Laut Universität Erlangen-Nürnberg sei es in einigen Fällen angezeigt, die Nutzung von Tools wie ChatGPT zu untersagen, in anderen nicht. Dieser Einschätzung schlossen sich mehrere Hochschulen an.
Köln und Münster verbieten KI für Texte
Fast alle Einrichtungen gaben an, aktuell an verbindlichen Regeln zu arbeiten. Nur zwei Universitäten antworteten, man habe sich für ein generelles Verbot entschieden: Ein KI-generierter Text erfülle laut Uni Köln "nicht das Kriterium der Selbstständigkeit".

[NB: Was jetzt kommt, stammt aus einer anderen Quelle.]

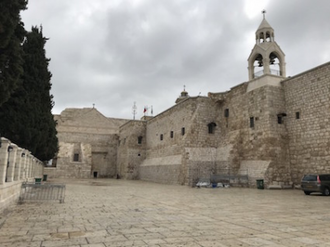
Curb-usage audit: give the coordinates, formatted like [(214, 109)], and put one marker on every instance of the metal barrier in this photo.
[(42, 192)]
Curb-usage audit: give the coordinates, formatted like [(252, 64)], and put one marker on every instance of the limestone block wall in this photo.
[(17, 165), (307, 98), (90, 136), (66, 167), (166, 136), (132, 149), (265, 141)]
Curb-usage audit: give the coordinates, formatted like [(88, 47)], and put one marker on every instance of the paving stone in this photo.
[(136, 213)]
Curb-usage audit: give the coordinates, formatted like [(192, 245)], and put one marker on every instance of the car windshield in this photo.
[(309, 178)]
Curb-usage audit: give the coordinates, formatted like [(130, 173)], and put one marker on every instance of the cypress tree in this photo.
[(11, 37), (28, 120)]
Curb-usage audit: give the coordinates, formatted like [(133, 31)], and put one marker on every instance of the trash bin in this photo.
[(260, 184), (37, 180)]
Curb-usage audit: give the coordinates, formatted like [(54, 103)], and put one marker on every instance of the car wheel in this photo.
[(326, 191)]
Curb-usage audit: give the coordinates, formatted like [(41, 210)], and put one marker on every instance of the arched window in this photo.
[(211, 127), (140, 140)]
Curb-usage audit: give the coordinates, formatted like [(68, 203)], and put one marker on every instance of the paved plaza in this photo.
[(107, 212)]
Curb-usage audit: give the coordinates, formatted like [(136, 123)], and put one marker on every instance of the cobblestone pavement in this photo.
[(134, 213)]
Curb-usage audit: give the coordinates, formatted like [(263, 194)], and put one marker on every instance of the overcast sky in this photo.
[(114, 53)]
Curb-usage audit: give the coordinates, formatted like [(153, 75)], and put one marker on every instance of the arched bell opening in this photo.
[(258, 66), (261, 37), (268, 37), (274, 64)]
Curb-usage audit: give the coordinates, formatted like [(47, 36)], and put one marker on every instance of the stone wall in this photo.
[(88, 144), (132, 149), (17, 165), (308, 94)]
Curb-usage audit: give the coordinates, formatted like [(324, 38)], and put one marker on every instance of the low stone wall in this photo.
[(9, 194), (17, 165)]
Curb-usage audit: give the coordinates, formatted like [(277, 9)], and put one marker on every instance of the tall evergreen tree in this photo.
[(28, 120), (11, 37)]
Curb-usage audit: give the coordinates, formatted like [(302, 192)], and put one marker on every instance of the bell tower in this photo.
[(266, 57)]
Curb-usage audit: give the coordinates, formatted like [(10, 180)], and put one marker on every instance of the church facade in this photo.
[(271, 127)]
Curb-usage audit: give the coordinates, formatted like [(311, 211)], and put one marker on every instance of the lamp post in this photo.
[(10, 148)]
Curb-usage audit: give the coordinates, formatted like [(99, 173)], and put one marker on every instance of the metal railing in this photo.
[(42, 192)]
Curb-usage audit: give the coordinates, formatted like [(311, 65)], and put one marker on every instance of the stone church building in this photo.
[(271, 127)]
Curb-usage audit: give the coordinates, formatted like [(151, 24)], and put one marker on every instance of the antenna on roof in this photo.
[(134, 110)]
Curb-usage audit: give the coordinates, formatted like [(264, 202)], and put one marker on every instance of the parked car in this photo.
[(316, 183)]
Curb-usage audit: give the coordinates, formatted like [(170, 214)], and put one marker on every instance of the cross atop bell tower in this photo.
[(266, 57)]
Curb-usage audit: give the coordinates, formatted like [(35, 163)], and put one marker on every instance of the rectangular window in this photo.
[(76, 157), (211, 127), (226, 112), (251, 122)]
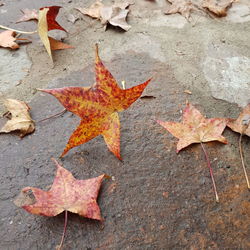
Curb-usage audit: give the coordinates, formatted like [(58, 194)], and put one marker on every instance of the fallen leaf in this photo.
[(66, 194), (7, 39), (187, 92), (47, 22), (195, 128), (71, 18), (115, 15), (28, 15), (20, 118), (184, 7), (218, 7), (57, 45), (241, 124), (98, 107), (93, 10)]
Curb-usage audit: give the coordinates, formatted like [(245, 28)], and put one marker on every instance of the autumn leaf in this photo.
[(66, 194), (8, 39), (93, 11), (184, 7), (20, 118), (97, 106), (47, 22), (195, 128), (218, 7), (241, 125), (115, 15), (28, 15)]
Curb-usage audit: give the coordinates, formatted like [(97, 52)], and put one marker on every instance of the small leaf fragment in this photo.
[(184, 7), (241, 124), (28, 15), (218, 7), (8, 38), (115, 15), (47, 22), (57, 45), (43, 30), (20, 118)]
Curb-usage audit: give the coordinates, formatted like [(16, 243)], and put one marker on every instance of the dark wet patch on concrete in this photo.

KI-Werkzeuge seien daher ein unerlaubtes Hilfsmittel und jeder Einsatz könne je nach Schwere des Falls unterschiedlich sanktioniert werden, "vom Ausspruch einer Verwarnung bis hin zum Entzug des Prüfungsanspruchs". Auch die Uni Münster wertet das Schreiben von Texten mit KI als einen "Rechtsverstoß".
Studenten verunsichert
Die teils nicht existenten, teils unklaren Regeln für KI-geschriebene Texte kritisiert Studierendenvertreter Karl Seyfarth von der LMU München: "Ich habe das Gefühl, dass unsere Uni ein bisschen überfordert ist mit dem Thema. Ich würde mir definitiv mehr Vorgaben wünschen." Die LMU gibt an, man habe bereits mit Studierenden gesprochen. Da die Bedürfnisse verschiedener Fächer sehr unterschiedlich seien, entscheiden die Fakultäten selbst über den Umgang mit KI-Werkzeugen.
Klare Vorgaben fordert auch ein aktuelles Rechtsgutachten, das vom NRW-Ministerium für Kultur und Wissenschaft in Auftrag gegeben wurde. Demnach sollten Hochschulen definieren, wann und unter welchen Voraussetzungen KI-Schreibwerkzeuge von Studierenden eingesetzt werden können.
Bachelorarbeit in drei Tagen
Doch können KI-Programme Studierenden überhaupt helfen? Im BR-Versuch erzeugte ChatGPT automatisch eine Gliederung mit verschiedenen Unterpunkten und danach die Inhalte der Kapitel. Da ChatGPT meist fiktive Quellen ausgibt, verwendete Reporterin Hadad im Test auch die Microsoft-Suchmaschine Bing. Diese konnte problemlos auf das Internet zugreifen und dort nach Publikationen suchen.
Der Gesamteindruck sei zunächst gut, sagt Professor Markus Behmer, Dekan der Fakultät für Geistes- und Kulturwissenschaften der Universität Bamberg, nach Durchsicht der Arbeit. Hinzu komme ein gut lesbarer Schreibstil. "Ganz positiv wirkt auch die Struktur." Wissenschaftlichen Kriterien genüge die Arbeit aber nicht. Die beschriebenen Theorien und die Datenerhebung "haben eigentlich fast nichts miteinander zu tun".
ChatGPT beschäftigt auch Bundestag
Der Einzug von Programmen wie ChatGPT an Hochschulen werde sich nicht aufhalten, sondern nur gut gestalten lassen, sagt Grünen-Bildungspolitiker Kai Gehring. In der Lehre könne Text-generierende Software ein überaus nützliches Werkzeug darstellen, im Prüfungsbereich brauche es aber gute Lösungen und Leitfäden.
Vor einigen Wochen hat der Bildungsausschuss des Bundestags eine Studie zum Thema in Auftrag gegeben. Deren Ergebnissen will der Vorsitzende des Bildungsausschusses im Bundestag nicht vorgreifen: "Ich glaube allerdings, dass wir ein Regelwerk für künstliche Intelligenz benötigen." In wenigen Wochen soll der Ausschuss gemeinsam mit Experten über die Ergebnisse der Studie debattieren.